P649 Does switching to low dose thiopurine and allopurinol prevent IBD patients with evidence of hypermethylation on standard dose thiopurines from developing hepatotoxicity and drug side effects?
Wade K., Johnson H., Slinger K., Hovell C., Weaver S., McLaughlin S.
Royal Bournemouth Hospital, Department of Gastroenterology, Bournemouth, United Kingdom
It is accepted that low dose thiopurine and allopurinol (LDTA) therapy is effective in those who develop side effects or abnormal liver functions tests (LFTs) to standard dose therapy. Some units switch to LDTA if there is evidence of hypermethylation (6MMPN:6TGN ratio >11:1) even without side effects or abnormal LFTS due to concern that these may develop with time. To our knowledge there is no evidence that this practice is beneficial. In our unit 1 clinician switches all patients with evidence of hypermethylation and another does not.
Aim: Compare outcomes at 1 year in IBD patients with evidence of hypermethylation who remained on standard dose thiopurine against those who were switched to LDTA.

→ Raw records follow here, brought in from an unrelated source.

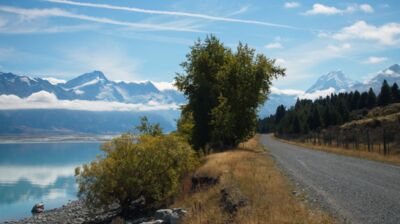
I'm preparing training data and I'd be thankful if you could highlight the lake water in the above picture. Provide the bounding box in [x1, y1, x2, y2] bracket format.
[0, 142, 101, 222]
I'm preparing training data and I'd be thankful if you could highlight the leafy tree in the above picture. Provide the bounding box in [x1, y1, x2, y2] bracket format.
[175, 35, 284, 149]
[135, 116, 162, 136]
[350, 90, 361, 110]
[308, 107, 321, 131]
[75, 134, 197, 215]
[358, 92, 368, 109]
[391, 83, 400, 103]
[292, 114, 301, 134]
[378, 80, 392, 106]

A prospective database of IBD patients is maintained at our hospital. We identified patients with hypermethylation between weeks 4 and 6 who had started standard dose thiopurine
72 patients were identified, 24 (33%) had abnormal LFTs. 7 (29%) continued standard dose azathioprine (LFTs normalised in subsequent weeks), 3 had drug reactions, 2 switched to mercaptopurine (MP), 1 switched to methotrexate (MXT), 1 reduced dose of thiopurine, 1 stopped due to myelosuppression, and 2 stopped due to evidence of hypermethylation and a desire to conceive.
14 of 72 developed side effects; nausea, vomiting, fatigue, abdominal pain, joint pain, sore throat headaches. In 4 symptoms resolved on starting LDTA, 1 developed pancreatitis and switched to MXT, 1 switched to MP, 3 had ongoing symptoms on LDTA, 4 did not try LDTA (2 refused, 1 stayed on infliximab monotherapy, and 1 on 5-ASA).
At one year 20 of 29 (68.9%) who continued LDTA were in remission. 3 (10.3%) commenced biologics whilst on LDTA due to disease activity, 2 (6.9%) switched to IFX monotherapy, 1 (3.5%) started MXT, 1 (3.5%) had abnormal LFTs after 9 months, 2 (6.9%) stopped due to myelosuppression. 5 (17.2%) had abnormal LFTS after 1 year on LDTA: 3 (10.3%) stayed on LDTA, 1 (3.5%) stopped LDTA and 1 (3.5%) switched to IFX monotherapy.
At 1 year of those who remained on standard dose thiopurine 21 of 30 (70%) were in remission. 3 (10.3%) commenced biological co-therapy, 2 (6.7%) started biological monotherapy, 1 (3%) stopped due to skin cancer risk, 1 (3%) lost to follow up, 1 (3%) switched to LDTA, 1 (3%) stopped due to anaemia.
3 of 30 (10.3%) on standard thiopurine dose developed raised LFTS; 2 (6.7%) mildly elevated ALT so no changes to thiopurine, 1 (3%) significantly raised ALT 65 therefore switched to LDTA.
At one year switching patients with evidence of hypermethylation to LDTA did not reduce the risk of hepatotoxicity, drugs side effects or reduce the number of patients requiring biologic therapy.